NVIDIA’s CUDA programming language is a wonderful way of exploiting their graphics cards (Graphics Processing Units) for general purpose computing (GPGPU).  Effectively CUDA offers access to the cards via a relatively simple syntax extension to C (one of my favourite languages).

However I’ve found the descriptions of the mixture of grids, blocks, warps and threads that one must understand in order to program in CUDA to not be especially well defined anywhere.  I think some of this problem derives from a muddle between the logical and physical model.  CUDA offers a generic logical model : there is no real enforcement that the hardware will be a GPU – in fact, one can compile for a normal processor.  However there is one key constraint : groups of threads in a block are assumed to be able to communicate quickly internally, but blocks are expected to be independent (while yet processing identical code) and able to operate asynchronously relative to other blocks.

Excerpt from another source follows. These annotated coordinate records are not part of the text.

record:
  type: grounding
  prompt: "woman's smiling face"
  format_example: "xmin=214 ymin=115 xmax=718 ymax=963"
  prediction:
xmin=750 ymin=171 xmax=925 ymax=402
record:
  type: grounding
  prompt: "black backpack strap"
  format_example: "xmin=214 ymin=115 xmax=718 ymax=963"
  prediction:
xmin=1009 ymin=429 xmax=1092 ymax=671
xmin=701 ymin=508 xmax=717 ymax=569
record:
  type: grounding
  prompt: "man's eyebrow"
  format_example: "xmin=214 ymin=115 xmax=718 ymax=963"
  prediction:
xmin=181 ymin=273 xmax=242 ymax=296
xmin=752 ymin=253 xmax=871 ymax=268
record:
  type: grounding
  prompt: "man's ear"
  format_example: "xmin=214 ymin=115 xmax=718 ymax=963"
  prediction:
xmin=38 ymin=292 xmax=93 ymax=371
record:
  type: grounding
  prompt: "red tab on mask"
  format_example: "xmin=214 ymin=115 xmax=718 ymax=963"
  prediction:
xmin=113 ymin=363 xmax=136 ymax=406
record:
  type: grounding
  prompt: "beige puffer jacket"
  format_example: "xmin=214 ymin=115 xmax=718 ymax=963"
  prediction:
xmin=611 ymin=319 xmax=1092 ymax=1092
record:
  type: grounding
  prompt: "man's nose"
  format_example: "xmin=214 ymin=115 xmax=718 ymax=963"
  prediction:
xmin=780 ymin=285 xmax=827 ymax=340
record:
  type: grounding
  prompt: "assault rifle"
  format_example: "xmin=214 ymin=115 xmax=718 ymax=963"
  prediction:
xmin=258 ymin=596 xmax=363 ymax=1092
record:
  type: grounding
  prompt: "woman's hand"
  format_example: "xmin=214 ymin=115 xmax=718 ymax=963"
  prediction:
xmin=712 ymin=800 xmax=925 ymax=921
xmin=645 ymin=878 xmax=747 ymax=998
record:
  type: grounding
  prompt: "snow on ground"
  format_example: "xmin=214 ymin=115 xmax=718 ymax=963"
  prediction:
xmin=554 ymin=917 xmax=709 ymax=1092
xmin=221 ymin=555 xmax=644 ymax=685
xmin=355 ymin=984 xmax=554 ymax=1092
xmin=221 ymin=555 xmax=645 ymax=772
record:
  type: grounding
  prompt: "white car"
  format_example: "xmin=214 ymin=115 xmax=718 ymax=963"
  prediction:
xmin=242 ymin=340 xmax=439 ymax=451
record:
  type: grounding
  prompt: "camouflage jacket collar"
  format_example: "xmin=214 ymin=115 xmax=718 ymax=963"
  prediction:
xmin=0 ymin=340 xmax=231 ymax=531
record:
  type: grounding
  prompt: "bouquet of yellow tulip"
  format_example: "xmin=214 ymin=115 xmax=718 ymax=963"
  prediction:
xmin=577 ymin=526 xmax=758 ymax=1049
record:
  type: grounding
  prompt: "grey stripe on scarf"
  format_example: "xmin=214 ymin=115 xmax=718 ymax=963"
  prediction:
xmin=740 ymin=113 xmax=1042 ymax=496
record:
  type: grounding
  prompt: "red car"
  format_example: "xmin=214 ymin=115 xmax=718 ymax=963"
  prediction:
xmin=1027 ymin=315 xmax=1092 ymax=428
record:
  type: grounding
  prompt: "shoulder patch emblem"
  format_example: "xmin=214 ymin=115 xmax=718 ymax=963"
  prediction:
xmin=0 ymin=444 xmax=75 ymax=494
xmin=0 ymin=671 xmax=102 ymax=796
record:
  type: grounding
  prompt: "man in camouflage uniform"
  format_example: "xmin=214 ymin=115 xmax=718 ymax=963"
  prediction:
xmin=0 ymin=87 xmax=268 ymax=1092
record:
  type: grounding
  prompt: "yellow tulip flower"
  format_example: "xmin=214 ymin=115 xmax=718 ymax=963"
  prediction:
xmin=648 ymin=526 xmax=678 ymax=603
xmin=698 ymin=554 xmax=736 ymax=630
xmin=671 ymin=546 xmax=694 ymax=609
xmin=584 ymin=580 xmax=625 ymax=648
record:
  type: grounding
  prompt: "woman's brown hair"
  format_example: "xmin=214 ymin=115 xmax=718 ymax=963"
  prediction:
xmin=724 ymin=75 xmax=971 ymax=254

To help myself, I’ve put together the following diagram of what I understand the logical model to be.  I believe it is correct, but please post any corrections you find.

CUDA logical model

It is perhaps a little weak on the different types of memory available, being primarily focussed on thread execution, but it does highlight some points.

To properly program in CUDA you do also need to take account of the physical factors relating to resources attached to Streaming Multiprocessors, especially available shared memory, and the bandwidth-latency product.  However introducing these factors into the logical model tends (I believe) to confuse.   The logical model is therefore a first step.